Table 2. Graph algorithms and their lines of code [2]
Table 3. Graph inputs used in experiments

Table 3 shows the input graphs used for experiments. Random and R-MAT graphs have been generated using the GTgraph tool [3]. We synthesized bipartite graphs using the random function.

Fig. 4.
figure 4

Speedup over 2 nodes (MPI+OpenCL)

Fig. 5.
figure 5

Speedup over 4 nodes (Giraph)

Figure 4 shows experimental evaluations on a GPU cluster with two, four and eight nodes. Time measured here for all the benchmarks includes only the computation and communication times after distributing the graph to the nodes. Speedup is shown with respect to two nodes. Figure 5 shows experimental evaluations on a CPU cluster with four, six, eight and ten nodes. Speedup is shown with respect to four nodes. Figures 4 and 5 show scalability of our framework. The scalability is not linear because with the increase in number of nodes of cluster, the computation time decreases but the communication time increases. Also, we have compared compiler generated code with manual implementations of the above mentioned algorithms for both CPU and heterogeneous cluster and found that they perform similarly.

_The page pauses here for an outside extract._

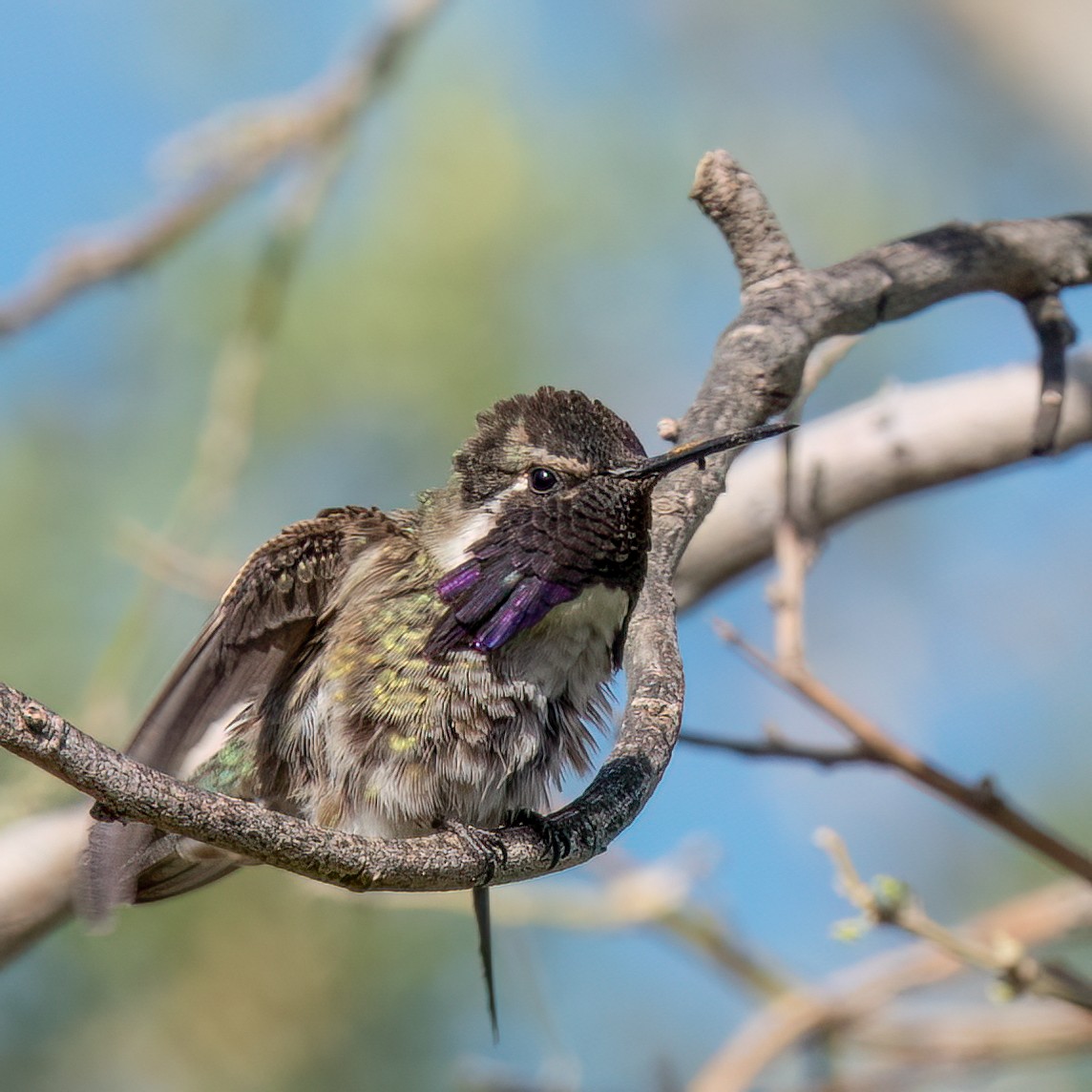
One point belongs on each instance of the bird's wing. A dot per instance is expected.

Table 4 shows the execution time for two implementations of the SSSP and the PR algorithms, one with communicate-selective-data optimization and the other without it.

Table 4. Execution time (in seconds) for generated optimized and unoptimized SSSP and PR algorithms on 2, 4 and 8 nodes of a GPU cluster

7 Conclusion

We proposed a framework for large scale graph processing on a distributed environment. It reuses the front-end of Falcon and generates Giraph implementations for a CPU cluster and MPI+OpenCL code for a heterogeneous cluster. Empirical results show scalability and efficiency of our framework.